When people fail to take a drug that's been prescribed, is it because they cannot afford it? Or because they've forgotten to take it? While neither circumstance is uncommon, a study by the Boston Consulting Group notes another factor: Many people are "actively choosing to disregard their doctors' orders." Among people who reported not taking a medicine as prescribed (often by reducing the dose or stopping before the prescription had run its course), 20 percent did so because they found the side effects "undesirable or debilitating." Fourteen percent went AWOL from a prescription because they didn't think they needed the drug. Twenty-four percent said they've forgotten to take a drug as often as prescribed; 17 percent have avoided or curtailed a drug because they found it too costly. Time will tell whether these numbers shift as the government's new prescription-drug benefit for old folks goes into effect.

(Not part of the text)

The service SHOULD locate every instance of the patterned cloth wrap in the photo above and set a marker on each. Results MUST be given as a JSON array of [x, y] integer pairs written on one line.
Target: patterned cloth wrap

We know that women living on their own are less prosperous than people in other sorts of households. Analyzing statistics from the Federal Reserve, a report by the Consumer Federation of America and Visa USA spotlights a telling consequence of this disparity: Female householders typically have a shorter "financial planning horizon" than do households in general. "Thirty-eight percent of women on their own, but only 30 percent of all households, have a financial planning horizon of 'the next few months' or 'next year.' By comparison, only 31 percent of these women, but 41 percent of all households, have a planning horizon of at least five years."